GOODYEAR, Ariz. -- The numbers tell one story.
The smile tells another.
It's too early in spring to know whether the numbers should be worrisome, whether it matters that Ubaldo Jimenez isn't throwing as hard as he once did, or whether it matters that he is giving up more hits and more runs.
It's not too early to realize that there was more going on with Jimenez and the Rockies than most of us realized last year.
Thursday, after Jimenez gave up two runs in an ugly first inning against the Angels, he spoke glowingly about his current employers (the Indians) and not as glowingly about the team that traded him to Cleveland last July.
"I feel happy here," Jimenez said. "This is like being in heaven for me."
As opposed to Colorado.
Jimenez wouldn't detail all of his issues with the Rockies, but he said they went back to his time in the minor leagues.
"It was kind of hard being with the Rockies," he said. "I went through a lot. People outside the organization don't know."
Jimenez told Foxsports.com earlier this spring that he wasn't happy that when the Rockies gave big new contracts to Troy Tulowitzki and Carlos Gonzalez, they didn't do the same with him. Jimenez signed an extension in January 2009, so he's making just $4.2 million this year and has a $5.75 million club option for 2013.
But Jimenez suggested his complaints went far beyond the contract, and the way he talks about the Indians hint at what those complaints were.
"You only hear good things about this organization," Jimenez said. "They treat everyone the same.

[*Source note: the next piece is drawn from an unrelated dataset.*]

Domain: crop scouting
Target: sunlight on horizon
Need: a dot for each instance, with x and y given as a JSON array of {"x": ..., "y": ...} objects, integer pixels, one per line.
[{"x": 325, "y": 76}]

They don't care how much money you signed for."
Jimenez's first two starts this spring haven't gone well. He gave up five runs in one inning Sunday against the Reds, although four of those runs were unearned. Thursday, he gave up two runs in a 31-pitch, two-walk first inning, then rebounded with a clean second inning.

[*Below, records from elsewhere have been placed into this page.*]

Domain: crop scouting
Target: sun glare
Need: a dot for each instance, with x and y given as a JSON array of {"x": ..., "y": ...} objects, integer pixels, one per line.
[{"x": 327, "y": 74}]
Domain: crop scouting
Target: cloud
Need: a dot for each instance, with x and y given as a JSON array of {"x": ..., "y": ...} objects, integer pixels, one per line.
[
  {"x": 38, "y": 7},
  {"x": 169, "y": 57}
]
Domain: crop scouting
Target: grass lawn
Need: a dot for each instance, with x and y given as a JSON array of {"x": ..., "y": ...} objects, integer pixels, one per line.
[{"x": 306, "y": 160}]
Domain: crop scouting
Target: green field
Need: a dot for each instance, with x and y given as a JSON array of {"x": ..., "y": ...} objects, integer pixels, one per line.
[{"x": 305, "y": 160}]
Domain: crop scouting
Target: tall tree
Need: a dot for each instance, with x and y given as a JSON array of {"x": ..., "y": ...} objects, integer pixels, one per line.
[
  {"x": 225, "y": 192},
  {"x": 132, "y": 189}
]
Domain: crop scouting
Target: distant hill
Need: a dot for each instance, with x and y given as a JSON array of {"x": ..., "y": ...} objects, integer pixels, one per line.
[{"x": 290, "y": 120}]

Jimenez blamed his issues Thursday on a lack of command of his fastball, but his velocity was just 90-94 mph, a little low even in spring training for a guy who at his best is in the high 90s.
For Jimenez, getting through the second start of the spring healthy was an improvement over last year. He hurt his finger in his second start last spring, and the injury seemed to playh a part in his poor start to the season.
After going 6-9 with a 4.46 ERA in 21 starts for the Rockies, Jimenez was traded to the Indians in a deal that cost them two top pitching prospects, Drew Pomeranz and Alex White. Jimenez went 4-4 with a 5.10 ERA in 11 post-trade starts for the Indians.
White made news this spring by getting caught for drunk driving. Pomeranz has begun this spring with five scoreless innings for Colorado.
"[The trade] worked both ways," Jimenez said. "They're happy. I'm happy."
He's happy, and it doesn't even matter to him that the opening day assignment that belonged to him the last two years in Colorado will go to Justin Masterson this year with the Indians.
"He deserved it," Jimenez said. "He earned the spot."